旅芸人ソダ兄弟
イスタラット・ソダはそう言うと、愛弟ロリスデールに毛布を被せた。苦しげに上下するロリスの肩。細い首筋にびっしょりと汗の玉が浮かんでいる。痛々しくて、思わずイスタラは目を逸らす。
「でも姉さん……何とかするっても……」
喘ぐ息の狭間で、不安げに自分を見上げる弟の視線。
「心配ないって。今あんたのすべきことは、ともかく早く病気を治すこと。それだけ考えてりゃ良いんだから……いいね?」
もう一度先刻と同じ言葉を繰り返し、イスタラは片目を瞑って見せた。
テントを出ると、溜め息が胸の奥から込み上げて来る。イスタラは道化の衣装のまま、地面をなぞりながら町の裏通りへと出た。

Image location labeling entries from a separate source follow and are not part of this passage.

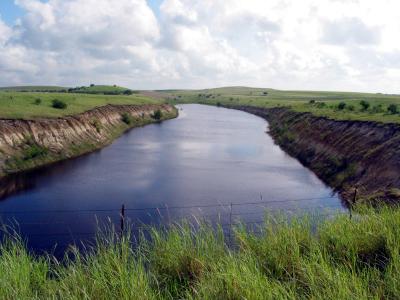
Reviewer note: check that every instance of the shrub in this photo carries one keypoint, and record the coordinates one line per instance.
(128, 92)
(364, 105)
(126, 118)
(341, 105)
(377, 108)
(59, 104)
(157, 115)
(393, 109)
(34, 151)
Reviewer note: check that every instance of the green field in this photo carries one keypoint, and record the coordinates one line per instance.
(340, 258)
(319, 103)
(33, 88)
(29, 105)
(101, 89)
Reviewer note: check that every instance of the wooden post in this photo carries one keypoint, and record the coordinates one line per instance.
(230, 224)
(353, 202)
(122, 215)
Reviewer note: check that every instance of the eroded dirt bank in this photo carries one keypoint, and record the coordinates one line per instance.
(344, 154)
(27, 144)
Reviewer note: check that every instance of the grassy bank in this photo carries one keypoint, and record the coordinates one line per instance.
(31, 105)
(340, 259)
(335, 105)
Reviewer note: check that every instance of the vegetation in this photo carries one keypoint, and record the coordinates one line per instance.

華やかな市街地から見遣ると、旅芸人テントの何と小さくみすぼらしいことか。あの中で弟は病魔と闘っている。孤独に、そして虚しく。
「……何が打つ手無しだい、あの藪め」
イスタラは建物の壁に拳を叩きつけた。数日前に医者の発した絶望的な宣告が胸の内に蘇る。
“庶民にとっては”不治の病。それがロリスに下された診断であった。
「もっと……お金があれば……」
だが、しがない旅芸人に何が出来るというのだろう。
……いや。そう言えばここは城下町だ。上手く“やれ”ば、いつもの何倍もの収入を得ることも不可能ではない。幸い自分には“幾つかの手段”がある。スパイスの効いた漫談にブラックユーモア、パントマイムに笛の演奏、ジャグリングに軽業、そして……
もっと人を集めよう。イスタラは目抜き通りへ出た。道化の姿を目に留めて寄ってきた町人達に笑顔で会釈する。
カツカツと蹄鉄を鳴らして馬が数頭通り過ぎた。城へ向かうのだろう。馬上の人物が不意に振り返り、金色の瞳が道化を射抜いた。